We acknowledge a variety of study limitations associated with the use of administrative data. Our MDS cohort was selected using ICD-9-CM codes, which can be subject to errors, and our assignment of MDS risk categories was limited by the lack of detail before October 2006 and failure to designate specific risk categories even after the fifth-digit ICD-9-CM codes became available. With claims, we lacked information on clinical parameters such as ferritin levels. Hence, we were unable to make detailed determinations about eligibility for ICT. Our measures of ICT utilization were based on claims paid, but we cannot confirm that drugs were actually consumed by patients. Finally, our post hoc analysis of Medicare spending focused on the drug and administration costs, but did not address whether there were downstream differences in toxicities or adverse events and the costs associated with treating them; nor did it compare the cost of therapy with the value of any benefits to patients.

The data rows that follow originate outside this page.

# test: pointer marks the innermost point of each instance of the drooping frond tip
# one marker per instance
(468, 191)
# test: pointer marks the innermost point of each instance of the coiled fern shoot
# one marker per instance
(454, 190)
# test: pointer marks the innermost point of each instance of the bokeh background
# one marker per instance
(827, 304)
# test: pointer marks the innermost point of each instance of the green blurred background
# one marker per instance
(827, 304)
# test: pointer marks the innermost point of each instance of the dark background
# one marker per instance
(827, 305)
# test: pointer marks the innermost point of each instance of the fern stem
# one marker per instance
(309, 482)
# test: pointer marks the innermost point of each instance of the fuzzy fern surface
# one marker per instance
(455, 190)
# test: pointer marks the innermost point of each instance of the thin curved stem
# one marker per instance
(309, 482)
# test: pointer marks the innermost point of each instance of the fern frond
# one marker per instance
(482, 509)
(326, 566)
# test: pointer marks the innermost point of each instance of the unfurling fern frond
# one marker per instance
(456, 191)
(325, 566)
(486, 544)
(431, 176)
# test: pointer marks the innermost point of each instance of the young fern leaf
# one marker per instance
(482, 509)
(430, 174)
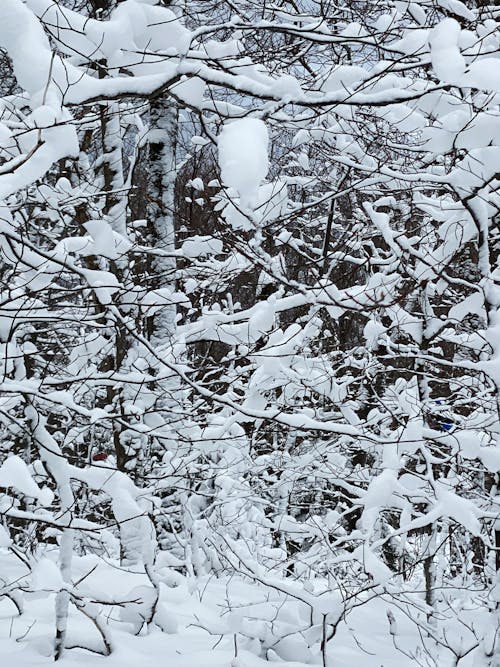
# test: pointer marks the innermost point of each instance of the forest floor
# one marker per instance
(199, 627)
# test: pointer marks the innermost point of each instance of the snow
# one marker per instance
(243, 157)
(447, 61)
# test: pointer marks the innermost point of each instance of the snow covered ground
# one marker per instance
(199, 617)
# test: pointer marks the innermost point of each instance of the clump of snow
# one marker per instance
(243, 157)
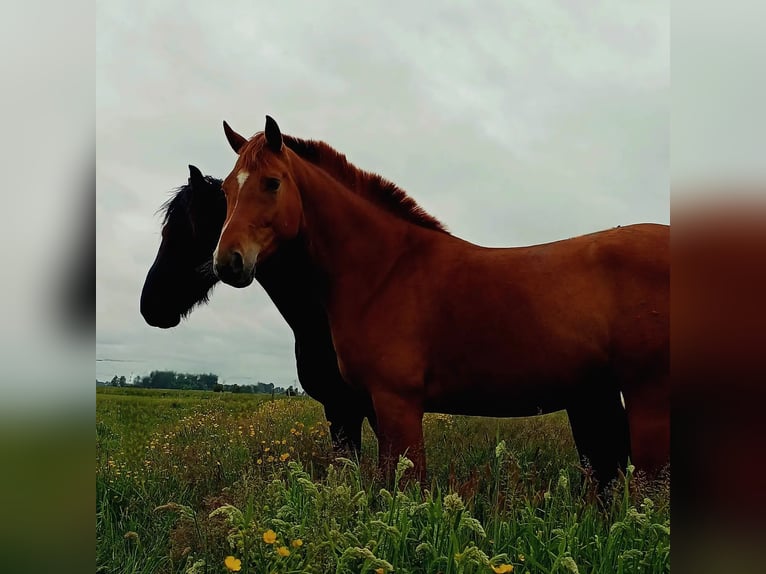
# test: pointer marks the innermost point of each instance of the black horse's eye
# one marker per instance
(272, 184)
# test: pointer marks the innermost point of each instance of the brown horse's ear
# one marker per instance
(195, 176)
(273, 135)
(236, 141)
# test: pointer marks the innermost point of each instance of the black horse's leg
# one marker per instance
(346, 428)
(600, 428)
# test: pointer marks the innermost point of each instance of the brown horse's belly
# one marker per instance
(501, 398)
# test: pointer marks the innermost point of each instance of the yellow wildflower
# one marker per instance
(233, 564)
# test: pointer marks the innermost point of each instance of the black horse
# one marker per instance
(182, 277)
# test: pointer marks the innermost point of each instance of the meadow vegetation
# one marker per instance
(202, 482)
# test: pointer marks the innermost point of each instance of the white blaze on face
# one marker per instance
(242, 178)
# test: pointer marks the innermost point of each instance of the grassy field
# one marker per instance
(216, 482)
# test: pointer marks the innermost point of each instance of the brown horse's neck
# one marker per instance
(346, 233)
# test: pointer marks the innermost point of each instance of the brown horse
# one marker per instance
(425, 321)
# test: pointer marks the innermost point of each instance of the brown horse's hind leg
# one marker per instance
(600, 430)
(648, 407)
(400, 432)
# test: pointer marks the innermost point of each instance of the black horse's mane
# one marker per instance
(180, 200)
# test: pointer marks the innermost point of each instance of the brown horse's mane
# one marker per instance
(371, 186)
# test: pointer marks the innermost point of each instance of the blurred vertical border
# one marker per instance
(718, 285)
(47, 403)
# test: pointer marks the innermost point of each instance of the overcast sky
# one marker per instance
(514, 124)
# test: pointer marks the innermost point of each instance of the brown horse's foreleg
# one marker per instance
(648, 407)
(600, 430)
(346, 428)
(400, 432)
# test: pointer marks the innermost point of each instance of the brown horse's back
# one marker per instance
(529, 326)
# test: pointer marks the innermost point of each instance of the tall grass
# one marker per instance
(186, 479)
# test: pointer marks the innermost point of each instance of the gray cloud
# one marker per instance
(515, 124)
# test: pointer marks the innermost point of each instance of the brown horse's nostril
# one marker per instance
(236, 263)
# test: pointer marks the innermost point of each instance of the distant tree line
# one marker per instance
(195, 382)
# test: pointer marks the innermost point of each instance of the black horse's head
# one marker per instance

Despite these limitations, this analysis provides an instructive example. As new oral substitutes for parenteral drugs enter the market, the question will be whether access to appropriate therapy is improved, and whether patients are more likely to complete the recommended duration of therapy at meaningful doses. For ICT, the oral formulation is associated with better patient compliance and adherence than the parenteral drug. This appears to lead to improved delivery of therapy, and hopefully better outcomes—but at substantially greater cost.